Django==2.0, virtualenv==15.1.0, virtualenvwrapper-win==1.2.4

Assumptions

  1. You're using a separatevirtual environment to run each django project.
  2. You're on windows. I'm on windows 10 specifically.

Problem statement 1

How do you handle your django settings.py file properly so that development and production settings are kept clean, apart, and well-organized?

Solution

I followed the suggestion here. I created a directory called settings and put the following python files inside it __init__.py base.py prod.py dev.py You can have as many files in there as you like. All fine and good.

Problem statement 2

When you have multiple projects on your PC, how do you handle the setting and unsetting of environment variables such as SECRET_KEY, DJANGO_SETTINGS_MODULE which varies from project to project?

Solution

Go into the folder of each virtual environment and locate the ../venv_name/scripts/activate.bat and ../venv_name/scripts/deactivate.bat files.

Set environment variables

Open up ../venv_name/scripts/activate.bat with any text editor (notepad will do) At the end of the file type in set "ENV_NAME=ENV_VALUE" Make sure to include the assignment after the set statement inside double quotes. For example, to set the DJANGO_SETTINGS_MODULE environment variable, do

set "DJANGO_SETTINGS_MODULE=path/to/dev/settings"

Use same pattern for all project specific environment variables you wish to set, one per line.

Remove environment variables from current command session (optional)

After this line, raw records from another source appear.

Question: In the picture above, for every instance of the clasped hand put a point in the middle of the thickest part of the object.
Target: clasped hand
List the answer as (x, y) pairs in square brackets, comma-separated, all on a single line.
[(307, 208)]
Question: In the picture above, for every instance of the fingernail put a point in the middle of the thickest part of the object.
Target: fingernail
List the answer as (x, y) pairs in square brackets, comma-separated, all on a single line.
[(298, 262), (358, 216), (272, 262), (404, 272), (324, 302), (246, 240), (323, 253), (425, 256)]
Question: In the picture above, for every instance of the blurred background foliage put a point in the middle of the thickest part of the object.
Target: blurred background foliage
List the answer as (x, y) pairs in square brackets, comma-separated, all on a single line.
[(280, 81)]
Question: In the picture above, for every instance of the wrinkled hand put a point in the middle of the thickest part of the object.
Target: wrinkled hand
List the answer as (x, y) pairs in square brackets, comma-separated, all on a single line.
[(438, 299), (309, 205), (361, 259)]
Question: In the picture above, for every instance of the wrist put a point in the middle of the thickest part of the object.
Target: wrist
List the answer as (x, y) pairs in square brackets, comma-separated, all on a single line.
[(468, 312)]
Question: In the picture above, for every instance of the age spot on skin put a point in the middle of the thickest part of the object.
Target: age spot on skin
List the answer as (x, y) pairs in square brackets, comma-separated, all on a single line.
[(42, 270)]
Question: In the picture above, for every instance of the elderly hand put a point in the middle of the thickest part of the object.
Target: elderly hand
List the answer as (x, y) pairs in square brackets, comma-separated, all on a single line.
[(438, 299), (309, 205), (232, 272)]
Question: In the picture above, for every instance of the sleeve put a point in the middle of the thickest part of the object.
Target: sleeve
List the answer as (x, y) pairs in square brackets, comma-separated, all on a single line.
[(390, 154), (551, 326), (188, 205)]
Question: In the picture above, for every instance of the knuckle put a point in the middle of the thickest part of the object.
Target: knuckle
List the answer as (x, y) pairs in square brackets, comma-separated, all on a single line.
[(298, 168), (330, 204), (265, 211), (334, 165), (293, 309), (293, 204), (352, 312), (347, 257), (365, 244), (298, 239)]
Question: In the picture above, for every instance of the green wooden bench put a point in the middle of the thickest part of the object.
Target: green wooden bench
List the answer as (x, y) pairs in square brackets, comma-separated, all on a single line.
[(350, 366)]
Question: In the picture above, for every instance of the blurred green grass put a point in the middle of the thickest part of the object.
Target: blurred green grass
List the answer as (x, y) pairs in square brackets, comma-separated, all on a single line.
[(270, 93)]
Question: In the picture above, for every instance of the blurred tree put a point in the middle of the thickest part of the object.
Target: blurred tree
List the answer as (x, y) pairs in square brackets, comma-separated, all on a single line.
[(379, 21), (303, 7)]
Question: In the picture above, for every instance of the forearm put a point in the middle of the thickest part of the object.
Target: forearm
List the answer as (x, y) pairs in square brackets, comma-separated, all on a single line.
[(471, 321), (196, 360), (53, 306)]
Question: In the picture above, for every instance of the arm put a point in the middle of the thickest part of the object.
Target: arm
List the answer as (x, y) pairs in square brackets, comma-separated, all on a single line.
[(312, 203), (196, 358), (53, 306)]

Open up ../venv_name/scripts/deactivate.bat, at the very end type set ENV_NAME= For example, to remove the DJANGO_SETTINGS_MODULE environment variable, type set DJANGO_SETTINGS_MODULE=. This sets the variable value to null.

This is not required though as setting another variable will overwrite it.

This way you don't have to append --settings=path/to/dev/settings to every django command you issue.